A $37 million equity round just completed by Clean Power Finance (CPF) more than doubles funding for an important residential solar finance player. Edison International (NYSE:EI) and two other power sector investors buying into the deal is also big news.

This round brings total investment in the firm to more than $62 million with investment from Kleiner Perkins Caulfield & Byers, Google Ventures, Claremont Creek Ventures, Clean Pacific Ventures and Sand Hill Angels. Hennessey Capital joined in this round, as did Edison and “two other major power sector companies” which declined to be named but which, CPF told GTM, “look a lot like Edison.”

The $37 million infusion will allow CPF to grow a business that already ranks among the top four in third-party ownership (TPO) financing of residential solar.

For staid utilities to be dipping their toes into residential solar financing, CPF suggested, shows how substantial the TPO marketplace has become in investors' eyes. It also hints at confirmation of talk in TPO circles that another “top-ten utility” is about to put up a TPO fund like those of institutional investors like Morgan Stanley (MS), Goldman Sachs (GS), Credit Suisse, PG&E, and Google (GOOG).

“Utility holding companies are increasingly interested in solar, particularly residential solar,” CEO Nat Kreamer noted. “The power company of the future will own both centralized generation and distributed generation (i.e., residential solar) assets.”

Source: GTM Research’s U.S. Residential Solar PV Financing: The Vendor, Installer and Financier Landscape, 2013-2016

“There are more than ten companies offering residential solar leases/power purchase agreements (PPAs) in thirteen states,” according to GTM Research’s report U.S. Residential Solar PV Financing: The Vendor, Installer and Financier Landscape, 2013-2016. “In the more mature state markets such as California, Arizona and Colorado, TPO now comprises over 70 percent of all residential solar installations.
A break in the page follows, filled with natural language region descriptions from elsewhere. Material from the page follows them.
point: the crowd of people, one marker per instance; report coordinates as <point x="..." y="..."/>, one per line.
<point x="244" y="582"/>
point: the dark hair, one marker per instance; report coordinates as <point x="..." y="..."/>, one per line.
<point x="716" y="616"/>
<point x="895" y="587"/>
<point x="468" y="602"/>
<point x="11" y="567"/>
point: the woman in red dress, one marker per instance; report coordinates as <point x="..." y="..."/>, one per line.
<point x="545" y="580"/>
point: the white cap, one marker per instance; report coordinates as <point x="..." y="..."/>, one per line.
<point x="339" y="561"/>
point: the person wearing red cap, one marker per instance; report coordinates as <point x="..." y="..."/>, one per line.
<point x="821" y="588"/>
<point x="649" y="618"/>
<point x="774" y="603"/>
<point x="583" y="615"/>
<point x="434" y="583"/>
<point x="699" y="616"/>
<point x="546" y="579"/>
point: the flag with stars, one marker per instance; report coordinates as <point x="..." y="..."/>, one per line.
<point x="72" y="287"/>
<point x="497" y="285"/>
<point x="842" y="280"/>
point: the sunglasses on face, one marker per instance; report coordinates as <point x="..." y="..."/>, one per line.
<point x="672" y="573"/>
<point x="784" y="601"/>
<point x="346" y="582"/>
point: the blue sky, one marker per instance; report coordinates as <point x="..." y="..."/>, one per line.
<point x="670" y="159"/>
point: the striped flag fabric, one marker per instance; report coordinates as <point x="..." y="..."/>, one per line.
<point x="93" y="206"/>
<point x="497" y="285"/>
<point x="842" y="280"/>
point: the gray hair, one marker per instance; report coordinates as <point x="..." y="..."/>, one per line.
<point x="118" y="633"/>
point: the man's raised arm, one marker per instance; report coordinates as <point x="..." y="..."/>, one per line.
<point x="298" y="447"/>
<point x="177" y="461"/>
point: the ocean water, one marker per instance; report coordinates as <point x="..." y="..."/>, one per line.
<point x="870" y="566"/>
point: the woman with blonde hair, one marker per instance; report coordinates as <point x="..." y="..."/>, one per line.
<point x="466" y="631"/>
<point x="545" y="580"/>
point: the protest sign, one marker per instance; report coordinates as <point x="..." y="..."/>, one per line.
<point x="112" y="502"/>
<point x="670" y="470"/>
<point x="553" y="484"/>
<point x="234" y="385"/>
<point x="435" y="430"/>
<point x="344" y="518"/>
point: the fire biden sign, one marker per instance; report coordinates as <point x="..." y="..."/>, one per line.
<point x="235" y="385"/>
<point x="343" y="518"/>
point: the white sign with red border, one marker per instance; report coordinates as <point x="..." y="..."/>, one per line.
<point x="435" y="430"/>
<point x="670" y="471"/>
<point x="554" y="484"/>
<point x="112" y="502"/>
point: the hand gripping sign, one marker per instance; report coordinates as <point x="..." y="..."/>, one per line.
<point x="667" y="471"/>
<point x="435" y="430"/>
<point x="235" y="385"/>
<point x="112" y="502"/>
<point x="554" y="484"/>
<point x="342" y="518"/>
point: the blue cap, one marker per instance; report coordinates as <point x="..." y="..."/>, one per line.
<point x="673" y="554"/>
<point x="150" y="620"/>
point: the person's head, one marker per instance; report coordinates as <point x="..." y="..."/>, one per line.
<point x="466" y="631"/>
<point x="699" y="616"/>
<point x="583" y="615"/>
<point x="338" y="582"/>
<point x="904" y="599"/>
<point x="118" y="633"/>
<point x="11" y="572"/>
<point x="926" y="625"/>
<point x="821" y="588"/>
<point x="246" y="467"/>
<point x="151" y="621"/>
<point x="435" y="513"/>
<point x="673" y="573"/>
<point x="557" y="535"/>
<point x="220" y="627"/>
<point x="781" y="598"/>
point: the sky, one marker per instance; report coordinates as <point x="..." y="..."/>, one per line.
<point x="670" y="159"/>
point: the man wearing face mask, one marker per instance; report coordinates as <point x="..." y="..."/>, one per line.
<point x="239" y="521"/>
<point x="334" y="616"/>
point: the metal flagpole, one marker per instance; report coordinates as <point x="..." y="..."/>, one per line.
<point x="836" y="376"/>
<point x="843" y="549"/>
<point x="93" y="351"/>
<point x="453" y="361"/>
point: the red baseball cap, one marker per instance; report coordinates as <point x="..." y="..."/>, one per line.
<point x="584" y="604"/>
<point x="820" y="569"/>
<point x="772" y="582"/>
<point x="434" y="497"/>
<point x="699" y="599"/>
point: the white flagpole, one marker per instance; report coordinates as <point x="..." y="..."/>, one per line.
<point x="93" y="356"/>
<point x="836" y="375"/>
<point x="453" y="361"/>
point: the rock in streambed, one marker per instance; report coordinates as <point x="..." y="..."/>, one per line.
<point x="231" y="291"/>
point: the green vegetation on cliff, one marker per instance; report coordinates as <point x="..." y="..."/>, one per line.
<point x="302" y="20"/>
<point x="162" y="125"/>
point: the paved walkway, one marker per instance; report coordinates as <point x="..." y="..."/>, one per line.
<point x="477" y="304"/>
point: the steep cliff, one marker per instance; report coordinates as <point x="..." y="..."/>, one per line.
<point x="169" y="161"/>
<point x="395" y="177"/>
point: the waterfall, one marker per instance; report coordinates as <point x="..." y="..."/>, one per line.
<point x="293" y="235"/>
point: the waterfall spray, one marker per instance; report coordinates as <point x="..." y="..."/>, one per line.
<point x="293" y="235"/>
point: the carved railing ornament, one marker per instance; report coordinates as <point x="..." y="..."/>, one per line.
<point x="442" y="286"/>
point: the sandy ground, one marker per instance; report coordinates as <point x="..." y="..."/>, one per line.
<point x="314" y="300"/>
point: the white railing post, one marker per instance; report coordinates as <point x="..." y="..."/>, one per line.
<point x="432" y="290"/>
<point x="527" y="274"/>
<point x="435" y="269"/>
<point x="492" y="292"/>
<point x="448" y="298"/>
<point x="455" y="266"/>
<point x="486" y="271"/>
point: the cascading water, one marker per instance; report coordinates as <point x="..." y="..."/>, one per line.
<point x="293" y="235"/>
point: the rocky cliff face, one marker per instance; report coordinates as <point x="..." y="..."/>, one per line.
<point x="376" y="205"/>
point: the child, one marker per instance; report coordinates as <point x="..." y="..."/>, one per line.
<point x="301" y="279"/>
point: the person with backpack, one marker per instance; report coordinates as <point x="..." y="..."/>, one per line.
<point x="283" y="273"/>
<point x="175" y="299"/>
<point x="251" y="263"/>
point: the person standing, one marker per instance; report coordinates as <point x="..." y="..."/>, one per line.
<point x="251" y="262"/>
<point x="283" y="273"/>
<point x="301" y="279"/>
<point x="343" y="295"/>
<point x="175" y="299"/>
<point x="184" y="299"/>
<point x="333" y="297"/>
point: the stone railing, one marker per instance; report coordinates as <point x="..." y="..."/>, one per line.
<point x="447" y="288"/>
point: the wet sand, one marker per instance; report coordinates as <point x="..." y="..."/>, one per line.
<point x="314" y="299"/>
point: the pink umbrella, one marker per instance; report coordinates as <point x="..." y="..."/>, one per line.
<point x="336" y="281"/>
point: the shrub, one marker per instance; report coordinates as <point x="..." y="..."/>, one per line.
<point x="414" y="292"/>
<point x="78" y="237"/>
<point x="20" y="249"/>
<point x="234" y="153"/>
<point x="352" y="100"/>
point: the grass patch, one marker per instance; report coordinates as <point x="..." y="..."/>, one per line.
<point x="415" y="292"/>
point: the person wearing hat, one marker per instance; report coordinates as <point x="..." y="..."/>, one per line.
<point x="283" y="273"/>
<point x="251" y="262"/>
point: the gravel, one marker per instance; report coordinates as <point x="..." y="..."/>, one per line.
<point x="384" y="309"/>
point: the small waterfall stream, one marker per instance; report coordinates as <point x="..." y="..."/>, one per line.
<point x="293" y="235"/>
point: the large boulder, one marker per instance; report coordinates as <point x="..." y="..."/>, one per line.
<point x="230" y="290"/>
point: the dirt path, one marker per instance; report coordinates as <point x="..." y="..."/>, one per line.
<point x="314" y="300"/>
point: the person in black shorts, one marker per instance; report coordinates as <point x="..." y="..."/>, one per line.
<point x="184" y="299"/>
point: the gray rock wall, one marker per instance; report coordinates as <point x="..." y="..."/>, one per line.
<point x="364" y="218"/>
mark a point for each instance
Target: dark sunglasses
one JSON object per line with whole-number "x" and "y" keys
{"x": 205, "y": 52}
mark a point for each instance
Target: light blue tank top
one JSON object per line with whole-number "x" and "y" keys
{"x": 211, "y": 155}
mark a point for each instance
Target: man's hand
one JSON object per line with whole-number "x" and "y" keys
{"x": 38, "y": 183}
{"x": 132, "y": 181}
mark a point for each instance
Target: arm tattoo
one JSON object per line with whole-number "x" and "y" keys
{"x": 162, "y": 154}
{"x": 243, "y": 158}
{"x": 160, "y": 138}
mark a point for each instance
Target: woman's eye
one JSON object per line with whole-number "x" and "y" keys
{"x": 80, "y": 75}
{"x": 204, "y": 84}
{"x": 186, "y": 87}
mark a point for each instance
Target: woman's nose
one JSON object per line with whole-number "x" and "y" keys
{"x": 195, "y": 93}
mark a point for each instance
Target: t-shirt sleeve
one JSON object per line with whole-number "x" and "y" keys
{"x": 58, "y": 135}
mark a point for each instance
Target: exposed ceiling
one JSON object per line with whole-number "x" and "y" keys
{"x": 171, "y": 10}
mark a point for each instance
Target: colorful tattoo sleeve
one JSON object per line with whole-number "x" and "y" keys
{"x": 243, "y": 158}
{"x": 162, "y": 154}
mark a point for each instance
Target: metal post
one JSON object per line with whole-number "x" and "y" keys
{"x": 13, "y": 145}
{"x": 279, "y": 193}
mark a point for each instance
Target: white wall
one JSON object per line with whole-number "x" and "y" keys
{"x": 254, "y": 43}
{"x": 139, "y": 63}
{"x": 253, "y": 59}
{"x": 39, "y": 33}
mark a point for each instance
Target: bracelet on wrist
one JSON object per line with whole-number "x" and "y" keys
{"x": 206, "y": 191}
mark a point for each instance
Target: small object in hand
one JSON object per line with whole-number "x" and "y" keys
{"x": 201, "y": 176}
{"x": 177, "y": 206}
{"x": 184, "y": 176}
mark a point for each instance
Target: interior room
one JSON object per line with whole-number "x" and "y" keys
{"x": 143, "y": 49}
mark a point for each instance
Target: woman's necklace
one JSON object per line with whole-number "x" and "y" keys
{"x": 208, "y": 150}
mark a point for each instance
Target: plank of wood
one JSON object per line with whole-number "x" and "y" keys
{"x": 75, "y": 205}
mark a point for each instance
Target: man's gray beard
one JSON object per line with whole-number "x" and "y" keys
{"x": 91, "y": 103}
And in a few states such as Arizona, the number has risen to over 90 percent.”

TPO financing draws capital funds to solar’s low-risk, steady returns, while through leases and PPAs, installers can offer businesses and homeowners solar systems with little or no upfront costs. Fund investors get the 30 percent federal investment tax credit and the federal accelerated depreciation as tax shelters. They also get a portion of the lease or PPA payments as a revenue stream. Installers get the work because businesses and homes get solar electricity at below-utility-bill rates.

CPF “has quickly risen to become, in many minds, the fourth top-tier TPO vendor along with SolarCity (SCTY), Sunrun and SunPower (SPWR),” according to GTM Research.

Kreamer discounted SunPower’s strength in the market and argued CPF is a better platform than Sunrun and SolarCity to bring power companies into solar finance because, while the other two players draw earnings from retaining an equity interest in each system, CPF’s business model is built on earning a fixed fee of 5 percent to 12 percent of the transaction for marketing and underwriting services from each deal.

SolarCity’s public disclosures show them retaining $14,000 of net value in an average $38,000 deal, Kreamer added.

Sunrun and SolarCity oversee every aspect of system installation, operation and maintenance in-house, while CPF provides a white-label software platform used by a wide range of independent solar installers.

“More than half CPF’s overall revenue, which grew 325 percent in 2012, comes from those fees,” according to Kreamer. The rest comes from licensing the CPF Tools software platform through which its network of installers works, as well as from fees for managing its client investment funds’ solar asset portfolios.

That means, Kreamer noted, that CPF’s growth is an indicator of the success of its solar installer customer base.

Source: GTM Research’s U.S. Residential Solar PV Financing: The Vendor, Installer and Financier Landscape, 2013-2016

“The top-level indicator of volume growth is credit applications per day,” Kreamer said. “We broke the $4 million barrier this year and we are averaging $3 million per day in credit applications.” For 240 business days, he estimated, “that is $720 million in credit applications per year.”

Though it varies by market and credit ranking, one-third to two-thirds of the applications (in dollars) are converted to installations, Kreamer said.

The enterprise SaaS software and financial services offerings make CPF recognizable to Silicon Valley investors looking for familiar business models, Kreamer noted. “Investors have solar hardware hangovers, but see that downstream solar is where you can make money,” he added, “Connecting sellers and buyers of solar financing is capital-light, high-scale, and high-margin.”

In addition to broadly building the CPF business model, the company will use the new capital to develop new financial products, Kreamer said, promising an upcoming announcement. He has long talked about finding a way to bring TPO to homeowners with FICO scores lower than the 700 ratings currently being financed.